In the open ocean, orcas would distinguish the green row boats of the Davidson family from the other white boats of competitors, and herd the baleen whales towards them.

=== End of Eden whaling ===
Whaling in Eden declined after the death of Typee in 1901, who was killed by a local after stranding close to shore. This led the Indigenous Australian whalers to abandon Davidson's crew and Kiah Inlet. The shortage in workforce was matched by alternatives to whale oil and by a decline in orcas and baleen whales due to increased modern ship-based whaling. No baleen whales were spotted in Eden after 1926, though Old Tom returned alone yearly until his death. Orcas are sociable and rarely seen alone. The return of Old Tom alone to Twofold Bay has been interpreted as him returning to familiarity after losing the rest of his pod: locals believe the rest of Old Tom's pod was killed further north in Jervis bay by Norwegian whalers, unaware of the relationship between these orcas and the whalers. Fishermen and whalers often regarded orcas as competitors and retaliated with bullets and harpoons. Additionally, a study published in October 2023 by Isabella Reeves et al., of Old Tom's genome and comparisons of his DNA to other orcas across the world suggests that neither Old Tom nor any of his pod left any confirmed descendants, suggesting that Eden's orcas were rendered locally extinct. However, possibilities remain that at least some relatives to Old Tom and his pod remain in populations not sampled in the study.

=== Death ===
Old Tom was found dead on 17 September 1930 by George Davidson in the southern part of Twofold Bay. The cause of death was unknown; however experts believe that Old Tom died of his age and/or starvation. Orcas commonly die of starvation due to worn-down teeth.

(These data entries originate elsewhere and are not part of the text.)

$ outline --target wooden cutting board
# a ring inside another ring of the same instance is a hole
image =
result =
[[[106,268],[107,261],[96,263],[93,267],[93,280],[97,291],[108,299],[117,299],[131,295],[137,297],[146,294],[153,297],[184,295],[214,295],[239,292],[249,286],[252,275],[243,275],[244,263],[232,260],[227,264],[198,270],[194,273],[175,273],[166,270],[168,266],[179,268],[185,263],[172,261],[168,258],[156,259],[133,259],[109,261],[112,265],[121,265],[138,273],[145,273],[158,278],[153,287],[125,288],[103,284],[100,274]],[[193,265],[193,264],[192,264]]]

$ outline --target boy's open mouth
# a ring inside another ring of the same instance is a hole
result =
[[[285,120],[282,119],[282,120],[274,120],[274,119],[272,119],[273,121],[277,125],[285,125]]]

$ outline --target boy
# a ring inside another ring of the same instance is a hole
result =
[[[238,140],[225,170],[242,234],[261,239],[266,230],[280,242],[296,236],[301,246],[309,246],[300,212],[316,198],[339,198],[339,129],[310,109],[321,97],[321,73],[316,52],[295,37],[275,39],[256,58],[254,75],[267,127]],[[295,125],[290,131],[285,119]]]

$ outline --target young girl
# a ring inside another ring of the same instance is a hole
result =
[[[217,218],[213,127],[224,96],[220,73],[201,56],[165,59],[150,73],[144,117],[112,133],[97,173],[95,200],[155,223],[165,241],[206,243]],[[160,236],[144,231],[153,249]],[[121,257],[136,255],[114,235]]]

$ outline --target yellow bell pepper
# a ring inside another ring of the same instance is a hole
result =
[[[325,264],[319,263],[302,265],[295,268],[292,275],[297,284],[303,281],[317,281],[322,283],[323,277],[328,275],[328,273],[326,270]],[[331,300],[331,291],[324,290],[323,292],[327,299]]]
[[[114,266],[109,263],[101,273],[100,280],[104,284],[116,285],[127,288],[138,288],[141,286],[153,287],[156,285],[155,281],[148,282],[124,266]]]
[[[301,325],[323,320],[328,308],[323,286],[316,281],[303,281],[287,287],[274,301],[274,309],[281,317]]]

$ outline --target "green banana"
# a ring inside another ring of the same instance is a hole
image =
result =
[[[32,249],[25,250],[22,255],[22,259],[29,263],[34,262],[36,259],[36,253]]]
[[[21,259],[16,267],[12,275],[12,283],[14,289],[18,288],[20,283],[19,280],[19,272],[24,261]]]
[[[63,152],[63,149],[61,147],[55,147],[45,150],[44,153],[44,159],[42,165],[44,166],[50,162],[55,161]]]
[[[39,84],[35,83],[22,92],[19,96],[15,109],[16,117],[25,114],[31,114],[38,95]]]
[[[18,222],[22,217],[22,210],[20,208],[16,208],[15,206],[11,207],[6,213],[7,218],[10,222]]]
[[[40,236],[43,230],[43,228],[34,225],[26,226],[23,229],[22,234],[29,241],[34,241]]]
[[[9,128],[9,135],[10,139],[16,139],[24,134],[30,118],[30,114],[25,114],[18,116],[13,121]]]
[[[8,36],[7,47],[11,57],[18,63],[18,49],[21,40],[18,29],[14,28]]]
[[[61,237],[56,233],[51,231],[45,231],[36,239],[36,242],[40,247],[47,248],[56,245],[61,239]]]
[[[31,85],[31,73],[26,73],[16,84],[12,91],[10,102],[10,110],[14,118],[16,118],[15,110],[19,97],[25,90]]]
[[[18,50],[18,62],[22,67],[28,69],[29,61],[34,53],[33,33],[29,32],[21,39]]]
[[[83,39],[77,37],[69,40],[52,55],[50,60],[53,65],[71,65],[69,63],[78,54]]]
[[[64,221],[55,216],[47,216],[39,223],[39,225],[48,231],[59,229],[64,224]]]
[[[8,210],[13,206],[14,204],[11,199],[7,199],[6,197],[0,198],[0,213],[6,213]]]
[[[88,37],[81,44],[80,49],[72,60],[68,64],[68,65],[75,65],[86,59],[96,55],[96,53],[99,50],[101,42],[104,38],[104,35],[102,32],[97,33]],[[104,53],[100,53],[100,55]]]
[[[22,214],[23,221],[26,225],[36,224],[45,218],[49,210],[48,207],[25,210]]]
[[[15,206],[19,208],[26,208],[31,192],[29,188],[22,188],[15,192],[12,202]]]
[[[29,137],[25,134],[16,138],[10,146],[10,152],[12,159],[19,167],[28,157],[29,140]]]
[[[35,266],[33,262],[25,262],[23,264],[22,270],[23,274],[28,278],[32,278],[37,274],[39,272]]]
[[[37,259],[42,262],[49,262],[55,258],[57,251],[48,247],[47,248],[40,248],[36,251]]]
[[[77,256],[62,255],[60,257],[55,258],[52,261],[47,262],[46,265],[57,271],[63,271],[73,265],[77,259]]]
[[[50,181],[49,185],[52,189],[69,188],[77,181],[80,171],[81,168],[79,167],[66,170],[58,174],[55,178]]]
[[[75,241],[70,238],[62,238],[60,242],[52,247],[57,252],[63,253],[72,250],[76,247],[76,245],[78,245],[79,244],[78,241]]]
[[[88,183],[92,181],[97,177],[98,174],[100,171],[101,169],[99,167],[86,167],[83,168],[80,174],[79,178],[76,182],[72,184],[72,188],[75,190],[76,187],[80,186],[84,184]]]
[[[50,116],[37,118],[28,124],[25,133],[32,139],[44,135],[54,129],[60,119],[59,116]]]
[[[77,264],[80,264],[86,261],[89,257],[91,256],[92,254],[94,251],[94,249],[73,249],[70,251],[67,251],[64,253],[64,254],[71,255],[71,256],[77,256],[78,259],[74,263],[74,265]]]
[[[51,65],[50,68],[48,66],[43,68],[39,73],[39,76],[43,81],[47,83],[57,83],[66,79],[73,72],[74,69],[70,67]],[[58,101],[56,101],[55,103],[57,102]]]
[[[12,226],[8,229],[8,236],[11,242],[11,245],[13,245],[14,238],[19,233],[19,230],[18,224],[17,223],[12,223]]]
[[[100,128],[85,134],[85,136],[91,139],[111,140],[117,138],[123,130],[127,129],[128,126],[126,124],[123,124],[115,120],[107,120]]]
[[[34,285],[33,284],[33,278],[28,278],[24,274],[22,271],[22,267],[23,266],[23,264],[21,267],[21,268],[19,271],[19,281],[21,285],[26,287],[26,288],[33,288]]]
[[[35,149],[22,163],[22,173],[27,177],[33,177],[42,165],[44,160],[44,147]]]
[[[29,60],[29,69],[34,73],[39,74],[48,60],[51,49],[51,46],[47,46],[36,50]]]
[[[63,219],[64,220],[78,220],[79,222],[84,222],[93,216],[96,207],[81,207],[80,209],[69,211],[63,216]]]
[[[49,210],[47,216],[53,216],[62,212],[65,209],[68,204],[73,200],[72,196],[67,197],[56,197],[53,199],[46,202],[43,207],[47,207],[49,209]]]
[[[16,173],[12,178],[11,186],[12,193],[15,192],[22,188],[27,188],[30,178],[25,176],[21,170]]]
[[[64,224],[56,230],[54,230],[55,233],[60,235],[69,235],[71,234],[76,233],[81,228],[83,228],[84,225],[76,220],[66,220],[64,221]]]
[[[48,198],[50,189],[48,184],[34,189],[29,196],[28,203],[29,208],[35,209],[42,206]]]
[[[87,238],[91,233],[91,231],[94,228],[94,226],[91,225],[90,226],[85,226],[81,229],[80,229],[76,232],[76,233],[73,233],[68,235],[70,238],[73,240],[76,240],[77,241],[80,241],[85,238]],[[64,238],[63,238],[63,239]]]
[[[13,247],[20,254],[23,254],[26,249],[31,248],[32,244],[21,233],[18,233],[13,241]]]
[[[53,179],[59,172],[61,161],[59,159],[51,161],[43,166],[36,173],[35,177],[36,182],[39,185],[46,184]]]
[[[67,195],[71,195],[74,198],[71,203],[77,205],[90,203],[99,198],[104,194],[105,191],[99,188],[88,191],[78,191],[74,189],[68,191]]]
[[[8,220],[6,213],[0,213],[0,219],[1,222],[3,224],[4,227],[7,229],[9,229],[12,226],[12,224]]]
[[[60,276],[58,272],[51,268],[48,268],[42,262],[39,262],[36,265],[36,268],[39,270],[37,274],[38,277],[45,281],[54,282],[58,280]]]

It was recounted on video interview by documentarian Greg McKee that the eyewitness Margaret Brooks, daughter of Davidson's Neighbour, John R Logan who in the 1920s typically towed the whaleboats out to chases in his motor launch "the White Heather", on one occasion after a whale chase fought Old Tom for the carcass of a whale, ending with a tug of war with the White Heather dislodging some of Old Tom's teeth. Logan was said by his daughter to have felt guilty for this incident and this later prompted him to pay for the preservation of Tom's Skeleton and fund a small museum for its protection, eventually evolving to the present Eden Killer whale Museum.

== Legacy ==
Old Tom's age has been the subject of debate. Determining the exact age of orcas in the wild was not possible until the 21st century. The cross-section of the teeth is often used to determine the age, similar to how the rings in the tree trunks are used to determine the tree's age. According to researchers in 1977, Old Tom's age was stated to be around 35 years old at the time of his death. However, three generations of Davidson family whalers claim to have whaled with assistance of Old Tom since the 1860s. Old Tom's fascination with mooring lines and towing boats into the open ocean, reflected by the half-circular pattern on his teeth, is documented in the Eden Killer Whale Museum. By the late 1800s, the study of orca teeth was documented more widely. Scientists determined that orca teeth naturally wear down over the span of their lifetime, resulting in exposed pulp cavities and abscesses.

The Killer Whale Museum was established in 1931. Beyond the permanent exhibitions of the history of Eden and Old Tom, there are travelling exhibitions. The main attraction of the museum is the preserved skeleton of Old Tom. The museum is located on the northern side of Twofold Bay and is visited by 50,000 people annually. The original Davidson whaling station in Kiah Inlet is accessible to view as well.

Filmmaker George McKee produced an ABC documentary, "Killers in Eden", in 2004 based on the story of the Davidsons, Old Tom and his pod.